- Also known as: Nee-Nee Gwynn
- Born: Anisha Nicole Gwynn August 8, 1985 (age 41) San Diego, California, United States
- Genres: R&B, hip hop, pop
- Occupation: Singer
- Instrument: Vocals
- Years active: 2003–present
- Label: Base Hit Records

= Anisha Nicole =

American singer

Anisha Nicole Gwynn (born August 8, 1985), better known by the stage names Anisha Nicole and Nee-Nee Gwynn, is an R&B, hip hop, and pop singer.

Gwynn's single "No Means No", as Nee-Nee Gwynn featuring Baby Diva, entered the Billboard charts on February 22, 2002, staying on the Hot R&B/Hip-Hop Singles Sales chart for 19 weeks, reaching #4 April 5. The single was on the Hot 100 Singles Sales chart for 19 weeks, reaching #18, also on April 5. On the Billboard Hot R&B/Hip-Hop Songs chart, the single peaked at #89 on March 8, 2003. In 2005, Gwynn released her first album, 19, on her mother's recording label, Base Hit Records.

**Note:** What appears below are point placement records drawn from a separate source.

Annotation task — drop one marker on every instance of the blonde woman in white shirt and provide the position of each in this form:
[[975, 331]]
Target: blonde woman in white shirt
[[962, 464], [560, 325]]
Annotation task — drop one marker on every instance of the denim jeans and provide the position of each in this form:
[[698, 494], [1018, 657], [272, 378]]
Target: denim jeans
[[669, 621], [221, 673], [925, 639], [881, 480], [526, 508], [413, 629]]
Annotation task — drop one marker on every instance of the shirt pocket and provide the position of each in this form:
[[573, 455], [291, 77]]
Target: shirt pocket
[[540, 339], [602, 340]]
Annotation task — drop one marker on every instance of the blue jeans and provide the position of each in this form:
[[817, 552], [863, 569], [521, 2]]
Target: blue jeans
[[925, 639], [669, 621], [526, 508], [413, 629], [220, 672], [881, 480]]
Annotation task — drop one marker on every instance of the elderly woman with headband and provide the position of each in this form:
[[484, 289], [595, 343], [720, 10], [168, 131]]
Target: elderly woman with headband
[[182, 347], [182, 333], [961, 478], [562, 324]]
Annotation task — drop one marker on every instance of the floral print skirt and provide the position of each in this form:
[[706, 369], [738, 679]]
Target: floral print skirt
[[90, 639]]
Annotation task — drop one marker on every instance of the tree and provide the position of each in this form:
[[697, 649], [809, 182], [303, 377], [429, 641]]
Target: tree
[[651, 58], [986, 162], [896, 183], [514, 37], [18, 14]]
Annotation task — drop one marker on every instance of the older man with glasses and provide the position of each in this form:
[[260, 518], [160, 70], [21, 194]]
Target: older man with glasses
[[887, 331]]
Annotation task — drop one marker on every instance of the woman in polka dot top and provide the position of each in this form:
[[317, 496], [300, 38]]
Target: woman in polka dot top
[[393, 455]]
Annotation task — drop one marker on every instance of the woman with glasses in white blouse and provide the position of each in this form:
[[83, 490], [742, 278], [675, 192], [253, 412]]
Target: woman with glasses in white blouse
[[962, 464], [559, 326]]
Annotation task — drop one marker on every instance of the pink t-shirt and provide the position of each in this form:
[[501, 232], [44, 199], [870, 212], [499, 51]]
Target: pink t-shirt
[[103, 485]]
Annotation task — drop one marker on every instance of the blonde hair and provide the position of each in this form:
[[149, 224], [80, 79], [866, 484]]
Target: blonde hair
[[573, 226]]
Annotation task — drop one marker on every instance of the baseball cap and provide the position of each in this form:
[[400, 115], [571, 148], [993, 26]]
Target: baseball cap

Her father, Tony Gwynn, wore number 19 for the San Diego Padres.

==Personal life==
Gwynn is a graduate of Poway High School (2003). She attended California State University, Northridge (CSUN) before she decided to pursue her musical career full-time.

Gwynn married baseball player Kennard Jones on January 31, 2009.

Gwynn is the daughter of Major League Baseball Hall of Famer Tony Gwynn, who played his entire 20-year career for the San Diego Padres and was the head baseball coach for San Diego State University following his retirement from the Padres. Her mother is Alicia Gwynn. Her brother, Tony Gwynn Jr., is a former major league outfielder and current analyst for the Padres. Her uncle is former Major League Baseball player Chris Gwynn.